Les pays d’Europe (membres de l’UE et de l’AELE) sont les plus performants sur le critère « post-déclaration » : en moyenne, il ne faut que 7 heures pour remplir une demande de remboursement de TVA et environ 15 semaines pour recevoir le remboursement ; et environ 5h pour corriger une erreur dans une déclaration d’IS. De plus, en cas de contrôle fiscal, celui-ci ne dure pas plus de 11 semaines en moyenne. 

« L’Europe est la région du monde qui s’avère être la plus avancée en matière de procédure post-déclaration. Cela résulte en grande partie au fait que peu de pays européens engagent des contrôles fiscaux (16% des pays étudiés) en cas d’erreur corrigée dans une déclaration d’IS, mais aussi parce que de les remboursements de TVA sont pratiqués dans tous ces pays »

explique Philippe Durand.

Concernant les critères originels de l’étude, les pays européens font mieux en moyenne que leurs voisins. Près des deux tiers d’entre eux ont réalisé des changements dans leurs réglementations qui ont affecté à la baisse leur taux d’imposition total, pour s’établir en moyenne à 40,3% de leur résultat commercial (vs 40,6% au niveau mondial). Le temps consacré à leur mise en conformité avec la réglementation fiscale est, lui, tombé à 164 heures (vs 251 heures).

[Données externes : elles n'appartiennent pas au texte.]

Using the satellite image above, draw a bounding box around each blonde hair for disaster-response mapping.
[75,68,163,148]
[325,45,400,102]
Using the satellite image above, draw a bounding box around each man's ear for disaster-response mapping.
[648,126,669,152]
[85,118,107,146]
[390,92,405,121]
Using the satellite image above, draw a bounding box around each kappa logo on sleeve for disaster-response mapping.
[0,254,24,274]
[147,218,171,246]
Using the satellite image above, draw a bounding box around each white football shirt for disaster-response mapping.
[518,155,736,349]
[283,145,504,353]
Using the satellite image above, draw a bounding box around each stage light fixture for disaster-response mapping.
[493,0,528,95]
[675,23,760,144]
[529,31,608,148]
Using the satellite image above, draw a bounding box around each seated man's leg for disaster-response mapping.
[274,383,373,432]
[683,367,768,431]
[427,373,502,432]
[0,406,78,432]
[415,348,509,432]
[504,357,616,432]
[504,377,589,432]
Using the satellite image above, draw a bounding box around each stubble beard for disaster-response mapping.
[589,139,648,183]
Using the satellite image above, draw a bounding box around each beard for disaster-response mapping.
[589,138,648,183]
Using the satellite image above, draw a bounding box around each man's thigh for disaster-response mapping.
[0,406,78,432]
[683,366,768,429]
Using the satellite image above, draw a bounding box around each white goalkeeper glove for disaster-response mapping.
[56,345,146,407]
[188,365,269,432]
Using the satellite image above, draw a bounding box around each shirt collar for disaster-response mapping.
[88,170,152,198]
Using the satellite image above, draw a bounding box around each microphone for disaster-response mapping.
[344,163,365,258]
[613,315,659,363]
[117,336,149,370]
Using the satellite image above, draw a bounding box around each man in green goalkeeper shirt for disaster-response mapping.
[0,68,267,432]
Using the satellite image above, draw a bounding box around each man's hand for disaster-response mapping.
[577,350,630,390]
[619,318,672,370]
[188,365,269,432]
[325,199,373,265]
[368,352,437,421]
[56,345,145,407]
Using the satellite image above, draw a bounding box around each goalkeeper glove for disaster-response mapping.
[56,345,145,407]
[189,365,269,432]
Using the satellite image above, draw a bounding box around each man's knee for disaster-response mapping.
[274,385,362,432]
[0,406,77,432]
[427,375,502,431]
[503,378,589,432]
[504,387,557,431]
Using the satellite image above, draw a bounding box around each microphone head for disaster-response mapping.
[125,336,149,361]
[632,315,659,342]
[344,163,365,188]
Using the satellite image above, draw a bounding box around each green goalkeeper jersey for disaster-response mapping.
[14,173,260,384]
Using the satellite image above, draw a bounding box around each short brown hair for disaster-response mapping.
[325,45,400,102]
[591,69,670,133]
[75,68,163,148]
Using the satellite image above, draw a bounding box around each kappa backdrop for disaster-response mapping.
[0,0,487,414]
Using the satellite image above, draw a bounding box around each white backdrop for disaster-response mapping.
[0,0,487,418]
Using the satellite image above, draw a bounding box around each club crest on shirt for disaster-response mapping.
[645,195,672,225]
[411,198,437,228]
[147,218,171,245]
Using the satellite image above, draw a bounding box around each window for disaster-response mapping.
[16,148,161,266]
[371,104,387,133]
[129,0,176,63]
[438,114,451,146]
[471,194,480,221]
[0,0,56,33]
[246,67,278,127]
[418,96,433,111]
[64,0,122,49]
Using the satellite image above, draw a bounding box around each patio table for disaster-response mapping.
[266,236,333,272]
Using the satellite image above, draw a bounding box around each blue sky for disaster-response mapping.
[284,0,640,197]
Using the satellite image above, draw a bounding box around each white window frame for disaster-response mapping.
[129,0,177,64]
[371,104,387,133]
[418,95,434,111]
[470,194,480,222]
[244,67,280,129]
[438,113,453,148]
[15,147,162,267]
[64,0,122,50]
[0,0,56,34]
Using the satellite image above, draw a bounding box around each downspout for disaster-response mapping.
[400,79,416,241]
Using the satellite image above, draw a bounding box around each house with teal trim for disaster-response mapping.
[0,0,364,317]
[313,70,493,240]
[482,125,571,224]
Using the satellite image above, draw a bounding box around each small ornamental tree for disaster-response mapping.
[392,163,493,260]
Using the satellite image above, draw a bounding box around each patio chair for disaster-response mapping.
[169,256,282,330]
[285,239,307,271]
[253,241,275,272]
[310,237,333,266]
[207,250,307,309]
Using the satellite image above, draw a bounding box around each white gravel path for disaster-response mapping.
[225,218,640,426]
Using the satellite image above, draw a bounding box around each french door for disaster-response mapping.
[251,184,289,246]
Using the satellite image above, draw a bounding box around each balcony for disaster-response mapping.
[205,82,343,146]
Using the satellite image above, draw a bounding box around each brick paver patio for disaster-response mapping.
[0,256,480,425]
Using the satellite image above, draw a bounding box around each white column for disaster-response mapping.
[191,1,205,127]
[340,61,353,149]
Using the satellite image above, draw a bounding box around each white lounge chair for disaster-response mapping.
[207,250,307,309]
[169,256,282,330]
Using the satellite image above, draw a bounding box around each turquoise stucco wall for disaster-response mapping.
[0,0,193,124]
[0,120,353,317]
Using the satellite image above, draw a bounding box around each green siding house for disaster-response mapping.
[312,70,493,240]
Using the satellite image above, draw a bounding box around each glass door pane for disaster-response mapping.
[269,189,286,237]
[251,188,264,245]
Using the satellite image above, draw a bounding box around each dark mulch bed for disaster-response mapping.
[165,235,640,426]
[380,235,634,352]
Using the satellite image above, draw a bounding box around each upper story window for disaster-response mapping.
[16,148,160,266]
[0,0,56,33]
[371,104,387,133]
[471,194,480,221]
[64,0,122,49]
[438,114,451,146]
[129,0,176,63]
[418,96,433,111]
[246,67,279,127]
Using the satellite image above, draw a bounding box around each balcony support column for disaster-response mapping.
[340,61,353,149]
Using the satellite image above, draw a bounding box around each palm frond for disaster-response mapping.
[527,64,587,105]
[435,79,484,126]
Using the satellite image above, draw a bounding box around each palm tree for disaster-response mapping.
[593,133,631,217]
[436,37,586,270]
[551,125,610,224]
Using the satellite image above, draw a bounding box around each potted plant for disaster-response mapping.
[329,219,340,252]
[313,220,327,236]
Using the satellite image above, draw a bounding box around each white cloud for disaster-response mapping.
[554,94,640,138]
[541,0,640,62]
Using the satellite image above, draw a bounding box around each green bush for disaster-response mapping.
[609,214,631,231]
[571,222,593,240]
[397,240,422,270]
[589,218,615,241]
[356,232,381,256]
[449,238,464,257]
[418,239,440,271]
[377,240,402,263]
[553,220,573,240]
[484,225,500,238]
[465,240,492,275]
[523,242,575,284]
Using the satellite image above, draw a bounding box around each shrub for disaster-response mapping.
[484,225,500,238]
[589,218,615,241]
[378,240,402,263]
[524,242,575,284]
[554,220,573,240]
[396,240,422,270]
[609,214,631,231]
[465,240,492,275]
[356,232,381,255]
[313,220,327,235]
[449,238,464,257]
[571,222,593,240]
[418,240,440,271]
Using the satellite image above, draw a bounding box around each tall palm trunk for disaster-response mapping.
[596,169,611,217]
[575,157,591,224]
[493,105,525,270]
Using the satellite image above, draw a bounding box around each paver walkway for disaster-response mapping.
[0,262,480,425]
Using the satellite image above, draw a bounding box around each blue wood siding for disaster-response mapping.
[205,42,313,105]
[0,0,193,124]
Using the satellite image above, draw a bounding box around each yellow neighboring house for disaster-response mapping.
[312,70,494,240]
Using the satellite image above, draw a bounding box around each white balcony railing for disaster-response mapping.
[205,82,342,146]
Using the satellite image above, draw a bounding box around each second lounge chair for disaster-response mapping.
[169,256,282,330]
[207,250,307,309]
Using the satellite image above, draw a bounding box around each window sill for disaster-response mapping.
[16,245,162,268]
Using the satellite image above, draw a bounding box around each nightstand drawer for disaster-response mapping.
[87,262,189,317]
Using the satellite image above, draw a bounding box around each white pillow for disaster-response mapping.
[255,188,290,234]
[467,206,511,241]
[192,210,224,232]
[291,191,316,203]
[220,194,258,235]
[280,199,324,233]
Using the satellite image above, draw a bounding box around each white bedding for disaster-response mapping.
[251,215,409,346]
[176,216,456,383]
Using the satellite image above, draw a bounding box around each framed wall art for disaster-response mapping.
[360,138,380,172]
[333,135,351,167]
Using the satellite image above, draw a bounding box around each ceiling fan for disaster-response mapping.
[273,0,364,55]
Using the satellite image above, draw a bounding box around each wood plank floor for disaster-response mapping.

La France arrive en 63ème position du classement Paying Taxes 2017, en hausse de 24 places grâce à ses bonnes performances dans la phase « post-déclaration »

Les données relatives à la France sont un nombre de paiements qui s’établit à 8 opérations depuis 2 ans, une moyenne de 139 heures pour remplir les déclarations (+2h) et un taux d’imposition qui s’élève à 62,8% des résultats commerciaux des entreprises (+0,1 point par rapport à l’année dernière). Ce dernier est le plus élevé en Europe, devant l’Italie à 62% et la Belgique à 58,7%. Cette situation incombe aux impôts sur le travail incombent pour 53,5% et aux autres taxes, telles que la contribution économique territoriale (CET) pour 8,9%.

La France se place donc au 88ème rang du classement général Paying Taxes, qui reprend l’ensemble de ces trois critères. Pourtant, en intégrant le critère « post-déclaration », le France arrive en 63ème position en raison de sa bonne performance sur le plan des remboursements de TVA et des contrôles fiscaux. 

« Exemplaire au regard des critères relatifs à la gestion des impôts, la France reste à la traîne du classement en ce qui concerne le taux de pression fiscale. L’impact du Crédit d’Impôt Compétitivité (CICE) ayant été intégré dans la précédente version de l’étude, la situation à cet égard reste stable. La structure de ces prélèvements reste atypique pour la France. Elle se caractérise par une part extrêmement faible de l’imposition sur les bénéfices, essentiellement compensée mais aussi provoquée – du fait de leur déductibilité – par la part très élevée des prélèvements pesant sur les salaires ou la masse salariale. Le fait de travailler sur une entreprise-type, à laquelle ne s’applique aucun dispositif dérogatoire, notamment en matière d’exonération de charges sociales, contribue sans doute à dégrader la situation de la France. Mais c’est aussi une constante de la politique fiscale française que d’afficher des taux d’imposition généralement élevés dont les effets peuvent être atténués par des régimes dérogatoires dont le bénéfice est assorti de conditions particulières. »

conclut Philippe Durand
Méthodologie

1.      L'étude Paying Taxes 2017 mesure toutes les taxes et contributions auxquelles une entreprise de taille moyenne est obligatoirement assujettie au cours d'une année donnée. Elle évalue également le poids des tâches administratives liées à la déclaration des revenus et au paiement des impôts, ainsi qu'aux formalités qui suivent l'étape de la déclaration. Les impôts et cotisations évalués comprennent l’imposition sur les bénéfices, les cotisations et les charges sociales supportées par l'employeur, la taxe foncière, l'impôt sur la transmission du patrimoine, l'imposition sur les dividendes, l'impôt sur les plus-values, la taxe sur les transactions financières et les taxes sur la collecte des déchets, les taxes sur les véhicules et de circulation routière et d’autres droits et taxes accessoires. Pour davantage d'informations sur l'étude Paying Taxes, voir www.pwc.com/payingtaxes.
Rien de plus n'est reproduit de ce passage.